COMP2521 21T2 Past Exam — Theory Walkthrough Q1

How to use this page 本页使用说明

📖 Format说明

Each section covers one theory question from the 21T2 past exam. The pattern is: question → key concepts → my actual attempt → what I got wrong → corrected exam answer. The "bugs you hit" callouts capture the real mistakes — they're worth more than the right answers because they show why the right answer is right. 每一节对应 21T2 真题的一道理论题。结构：题目 → 核心概念 → 我的真实尝试 → 错在哪 → 标准考试答案。"踩过的坑"框记录了真正的错误 — 这些比正确答案还有价值，因为它们解释了为什么正确答案是对的。

💡 Strategy策略

Don't read passively. After each section, close the page and try writing the answer pattern from memory. Then take the quiz at the bottom (30 questions, click-to-reveal explanations). 不要光读。每节读完后关掉页面，凭记忆写出答题模板。最后做底部的 quiz（30 题，点击即看解析）。

Q1 Graph Representations · 4 marks 图的表示方法 · 4 分

Scenario: 10,000 vertices, only 10–20 edges ever, space is the only thing that matters. 场景：10,000 个顶点，但只有 10–20 条边，唯一关心的就是空间。

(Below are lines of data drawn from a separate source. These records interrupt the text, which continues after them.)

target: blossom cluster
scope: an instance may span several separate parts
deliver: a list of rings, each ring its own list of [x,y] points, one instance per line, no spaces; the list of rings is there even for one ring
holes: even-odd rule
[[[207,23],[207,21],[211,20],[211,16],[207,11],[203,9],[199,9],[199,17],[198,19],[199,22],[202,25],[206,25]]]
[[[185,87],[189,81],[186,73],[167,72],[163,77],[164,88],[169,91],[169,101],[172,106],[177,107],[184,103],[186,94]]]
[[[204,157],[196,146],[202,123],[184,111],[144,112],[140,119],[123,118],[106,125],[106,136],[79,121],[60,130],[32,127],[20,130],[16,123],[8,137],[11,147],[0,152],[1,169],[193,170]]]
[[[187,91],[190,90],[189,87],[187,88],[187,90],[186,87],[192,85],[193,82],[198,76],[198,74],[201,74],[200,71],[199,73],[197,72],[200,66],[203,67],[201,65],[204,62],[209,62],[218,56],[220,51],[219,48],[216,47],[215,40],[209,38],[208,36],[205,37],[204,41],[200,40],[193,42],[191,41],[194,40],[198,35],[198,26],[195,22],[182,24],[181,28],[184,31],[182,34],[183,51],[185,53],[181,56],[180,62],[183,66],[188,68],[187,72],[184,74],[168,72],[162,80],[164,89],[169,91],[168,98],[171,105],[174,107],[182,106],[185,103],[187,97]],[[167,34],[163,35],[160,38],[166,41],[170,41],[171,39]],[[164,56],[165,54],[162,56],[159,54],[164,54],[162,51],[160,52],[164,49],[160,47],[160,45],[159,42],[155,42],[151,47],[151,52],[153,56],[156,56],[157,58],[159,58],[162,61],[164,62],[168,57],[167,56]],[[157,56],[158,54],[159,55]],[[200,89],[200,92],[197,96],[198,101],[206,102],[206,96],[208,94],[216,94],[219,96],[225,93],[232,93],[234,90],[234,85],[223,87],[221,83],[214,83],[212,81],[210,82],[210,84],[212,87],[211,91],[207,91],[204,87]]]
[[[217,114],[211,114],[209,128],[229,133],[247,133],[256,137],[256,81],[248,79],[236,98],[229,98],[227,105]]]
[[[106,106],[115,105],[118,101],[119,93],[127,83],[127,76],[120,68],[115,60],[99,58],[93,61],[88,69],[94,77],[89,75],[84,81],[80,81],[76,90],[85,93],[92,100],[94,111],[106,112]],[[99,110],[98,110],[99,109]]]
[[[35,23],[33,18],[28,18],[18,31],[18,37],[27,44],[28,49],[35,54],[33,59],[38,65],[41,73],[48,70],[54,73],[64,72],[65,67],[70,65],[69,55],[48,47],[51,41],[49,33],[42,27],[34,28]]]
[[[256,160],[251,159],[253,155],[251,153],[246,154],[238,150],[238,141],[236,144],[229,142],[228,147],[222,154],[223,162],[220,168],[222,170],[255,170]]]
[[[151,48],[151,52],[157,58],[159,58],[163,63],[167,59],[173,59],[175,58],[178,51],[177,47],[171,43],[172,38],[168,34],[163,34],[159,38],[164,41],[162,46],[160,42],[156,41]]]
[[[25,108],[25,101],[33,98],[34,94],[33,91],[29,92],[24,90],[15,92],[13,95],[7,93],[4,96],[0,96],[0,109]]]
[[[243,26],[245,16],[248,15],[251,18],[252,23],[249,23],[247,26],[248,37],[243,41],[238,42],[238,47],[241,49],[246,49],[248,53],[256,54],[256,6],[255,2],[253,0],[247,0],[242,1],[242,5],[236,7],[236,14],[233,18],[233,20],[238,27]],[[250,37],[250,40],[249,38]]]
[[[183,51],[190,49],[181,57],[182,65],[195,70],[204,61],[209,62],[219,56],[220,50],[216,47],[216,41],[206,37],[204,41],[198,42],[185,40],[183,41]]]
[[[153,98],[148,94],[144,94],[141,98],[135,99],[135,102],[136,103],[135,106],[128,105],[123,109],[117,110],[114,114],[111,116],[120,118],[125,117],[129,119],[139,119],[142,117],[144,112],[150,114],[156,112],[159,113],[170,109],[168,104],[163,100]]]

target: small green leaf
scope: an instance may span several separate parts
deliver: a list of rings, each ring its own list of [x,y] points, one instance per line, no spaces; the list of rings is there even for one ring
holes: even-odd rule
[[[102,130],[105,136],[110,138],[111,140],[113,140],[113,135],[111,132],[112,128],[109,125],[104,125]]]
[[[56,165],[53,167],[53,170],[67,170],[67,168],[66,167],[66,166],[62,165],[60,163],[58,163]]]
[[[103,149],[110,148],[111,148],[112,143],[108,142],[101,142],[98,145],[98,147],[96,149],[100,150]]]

Three representations — the master table 三种表示法 — 必背表

Representation	Space	Edge exists?	Neighbours of u?	All edges
Adjacency Matrix	O(V²)	O(1) ✓	O(V)	O(V²)
Adjacency List	O(V + E)	O(degree)	O(degree) ✓	O(V + E)
Edge List	O(E)	O(E)	O(E)	O(E) ✓

✅ Exam answer (Q1) 考试答案 (Q1)

Edge list. With only 10–20 edges, an edge list uses ~20 entries. An adjacency matrix would waste 100,000,000 cells, and an adjacency list would still need 10,000 head pointers. Edge list is the most space-efficient, and the question states speed doesn't matter. Edge list（边表）。只有 10–20 条边时，边表只占约 20 项。邻接矩阵会浪费 1 亿个格子，邻接表也仍需要 10,000 个头指针。边表空间最省，而题目明说速度无所谓。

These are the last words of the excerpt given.